01-14-2013 10:01 AM
My husband and I are hoping to apply for a mortgage this Spring. My scores are around 650. The biggest problem for me is a 5 year old satisfied judgment, and 2 collections settled 2 or 3 years ago. No late payments. I only have one credit card with a $200 limit that it always reporting 5% or less. His credit is 600, 650, 630. About 6 settled accounts reporting and student loans in deferment. A couple of late payments but the soonest are almost 2 years old. His oldest account is 3 years, my oldest account is 11 months.
My question is, my parents both have excellent credit and have offered to add us as authorized users to one of their cards with high limits and low balances. Each card 5+ years old. Would this help us? Since our scores are close to the 640 minimum we need for a mortgage, I'm just looking for a way to bump us up so we can get over 640 across the board. Would AU help us gain points? Would it hurt us in the underwriting process?
01-14-2013 10:05 AM
I believe Under Writing will make you remove all accounts where you're an AU.
01-14-2013 06:37 PM
I have had two mtg., Inhave never been asked to remove myself as an au, nor my husband. My niece s au on my card nd it was not an issue for underwriting.
01-14-2013 06:59 PM
Thanks so much for your response! If you don't mind me asking, when were the applications that didn't require the AU be removed?

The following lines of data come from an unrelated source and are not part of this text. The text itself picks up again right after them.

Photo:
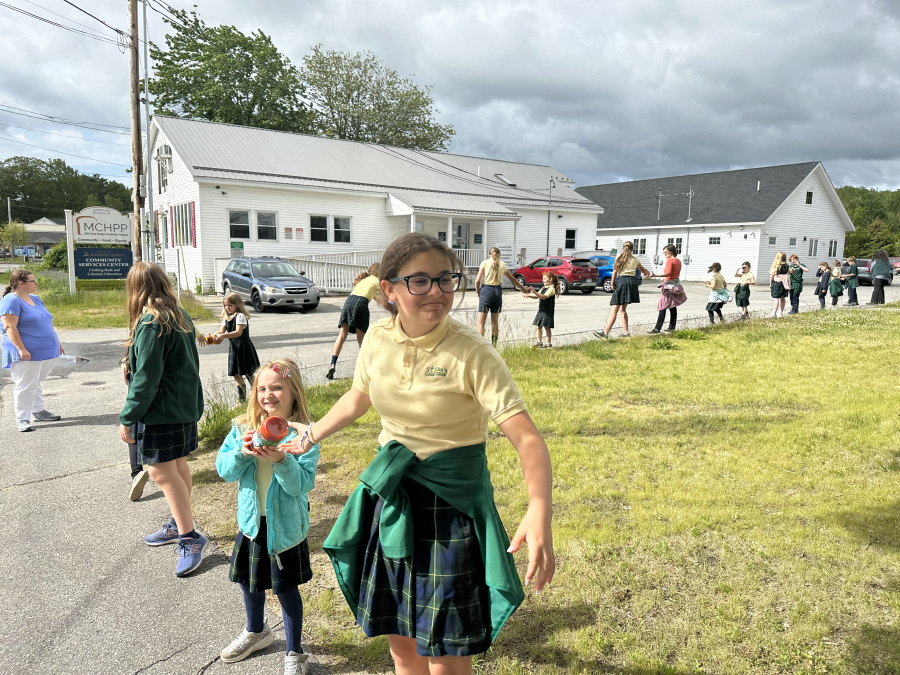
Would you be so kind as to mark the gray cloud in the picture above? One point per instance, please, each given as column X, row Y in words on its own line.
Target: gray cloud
column 602, row 91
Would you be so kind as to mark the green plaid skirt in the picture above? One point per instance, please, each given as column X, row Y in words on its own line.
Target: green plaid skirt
column 625, row 292
column 438, row 596
column 355, row 314
column 252, row 565
column 543, row 319
column 160, row 443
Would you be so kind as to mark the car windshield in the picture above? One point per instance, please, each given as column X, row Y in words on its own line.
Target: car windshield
column 274, row 269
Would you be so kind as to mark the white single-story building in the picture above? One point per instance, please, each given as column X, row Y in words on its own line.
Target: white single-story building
column 222, row 190
column 727, row 217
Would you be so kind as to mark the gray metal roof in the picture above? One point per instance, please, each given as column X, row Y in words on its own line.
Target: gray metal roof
column 719, row 197
column 224, row 151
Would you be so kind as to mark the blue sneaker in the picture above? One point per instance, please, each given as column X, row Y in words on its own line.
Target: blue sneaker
column 167, row 534
column 190, row 554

I'm curious if these were recent applications with the last few years or prior to 2008. Thanks!!
01-15-2013 01:17 AM
Regardless of whether they ask for removal, they realize that they score they receive is not a score representing the consumer's actual credit history.
Having no way to block the credit history of the other party from the scoring, they cannot produce a score that is representative of the credit history only of the consumer.
They may thus choose to discount the affect of the score in their decision making.
If the boost provided by the AU is not substantial, the consumer might be better served by getting the AU status removed when apping for higher principal credit where a manual review is almost certain.